The Future Of Broadcasting
NAB is a great event. Shed loads of people predicting the ‘next-big-thing’ and taking their stand on tomorrows new…
NAB is a great event. Shed loads of people predicting the ‘next-big-thing’ and taking their stand on tomorrows new format and start-up sensation. If there’s one thing to emerge from this Las Vegas hypefest is the challenge Internet broadcasting is making to traditional distribution mediums.
The TV broadcasters are either sitting on some pretty serious new killer apps that will get their struggling interactive TV services to “work the web” or they don’t have a clue what to do and bluffing us all. Which ever way you look at it, the fact that the recent Yahoo/broadcast.com deal now values the new company at US$5 billion *more* than CBS is cause for a quite interesting new debate.
We’ve been following this PC/TV convergence “thang” for sometime now, we’ve even been asked to speak about it, but the events over the last week at NAB show the true colours of the Big Broadcasting Boys [BBB]. At one end you have William Kennard, chairman of the US Federal Communications Commission chanting the cable cause:
“With their direct connection to nearly every home in America, networks are sitting on an asset that Internet start-ups can’t come close to matching. Broadcasters have that big pipe that everybody needs today. Broadcast.com, like many of today’s Internet companies, took a risk on a future that is not yet here. They’ll experiment with IP Multicasting, better compression techniques, different approaches to caching, or with whole new distribution pipes like satellite,” he said. “But in the end, what they’re really trying to do is come up with a good point-to-
multipoint model, and that’s just another word for broadcasting.”

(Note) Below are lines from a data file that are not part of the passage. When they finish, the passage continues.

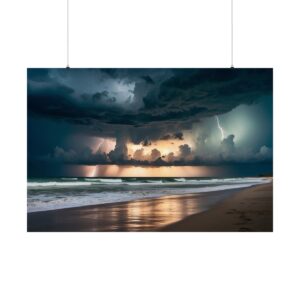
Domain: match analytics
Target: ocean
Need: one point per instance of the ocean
(57, 193)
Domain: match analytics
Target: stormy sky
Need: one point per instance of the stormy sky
(88, 119)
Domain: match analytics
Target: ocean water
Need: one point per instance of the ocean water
(58, 193)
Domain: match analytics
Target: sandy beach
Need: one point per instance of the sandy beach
(248, 210)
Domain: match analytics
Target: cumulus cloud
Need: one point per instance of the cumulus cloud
(155, 154)
(157, 96)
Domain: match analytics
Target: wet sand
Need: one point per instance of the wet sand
(139, 215)
(248, 210)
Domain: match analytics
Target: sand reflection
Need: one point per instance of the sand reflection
(145, 214)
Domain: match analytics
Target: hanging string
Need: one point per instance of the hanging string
(232, 34)
(68, 34)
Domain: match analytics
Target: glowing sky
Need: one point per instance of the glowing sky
(149, 122)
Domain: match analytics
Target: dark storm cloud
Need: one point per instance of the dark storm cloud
(139, 106)
(183, 95)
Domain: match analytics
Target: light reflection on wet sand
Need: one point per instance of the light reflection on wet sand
(141, 215)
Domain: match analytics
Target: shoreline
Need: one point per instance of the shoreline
(156, 214)
(250, 209)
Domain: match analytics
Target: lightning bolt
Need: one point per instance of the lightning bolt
(220, 127)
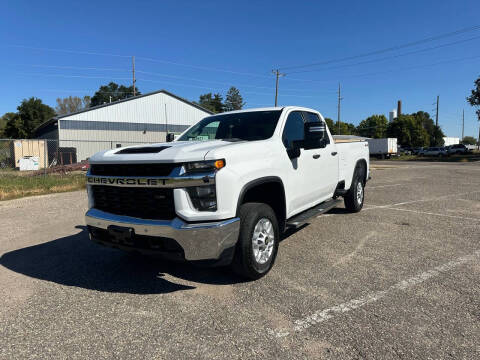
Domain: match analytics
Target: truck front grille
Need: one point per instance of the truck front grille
(132, 169)
(143, 203)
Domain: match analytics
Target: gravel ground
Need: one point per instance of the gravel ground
(397, 280)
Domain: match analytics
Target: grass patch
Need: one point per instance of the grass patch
(15, 185)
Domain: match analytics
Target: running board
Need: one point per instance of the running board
(319, 209)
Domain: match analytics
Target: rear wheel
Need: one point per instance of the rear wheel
(257, 244)
(356, 195)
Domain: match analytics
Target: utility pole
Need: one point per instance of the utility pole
(338, 108)
(277, 75)
(133, 73)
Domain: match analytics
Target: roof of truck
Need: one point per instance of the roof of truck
(272, 108)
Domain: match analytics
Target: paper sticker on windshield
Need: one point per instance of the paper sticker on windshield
(201, 137)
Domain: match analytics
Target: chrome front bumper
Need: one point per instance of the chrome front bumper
(200, 241)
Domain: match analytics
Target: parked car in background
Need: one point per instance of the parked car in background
(383, 148)
(433, 151)
(404, 150)
(458, 149)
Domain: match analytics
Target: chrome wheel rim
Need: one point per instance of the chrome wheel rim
(359, 193)
(263, 240)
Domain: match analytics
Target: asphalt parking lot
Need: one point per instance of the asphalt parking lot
(400, 279)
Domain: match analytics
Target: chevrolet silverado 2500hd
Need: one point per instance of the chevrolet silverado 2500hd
(226, 189)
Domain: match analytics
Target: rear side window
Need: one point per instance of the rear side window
(293, 129)
(311, 117)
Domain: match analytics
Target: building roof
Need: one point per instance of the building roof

Whilst at the other end, Real raider Rob Glasier rocks the boat: “The future of Net broadcasting, is the future of broadcasting.” With Anthony Bay, general manager of Microsoft’s streaming media division taking the lead, “A few years ago, newspapers were also debating whether
or not to have a presence on the Web. The question is not if, but when you’ll do it. The market is here, the technology is here. If you wait a couple of years to get involved, it will really be challenging.”
Whatever happens, the battle has just begun and we’re here to cover every blow.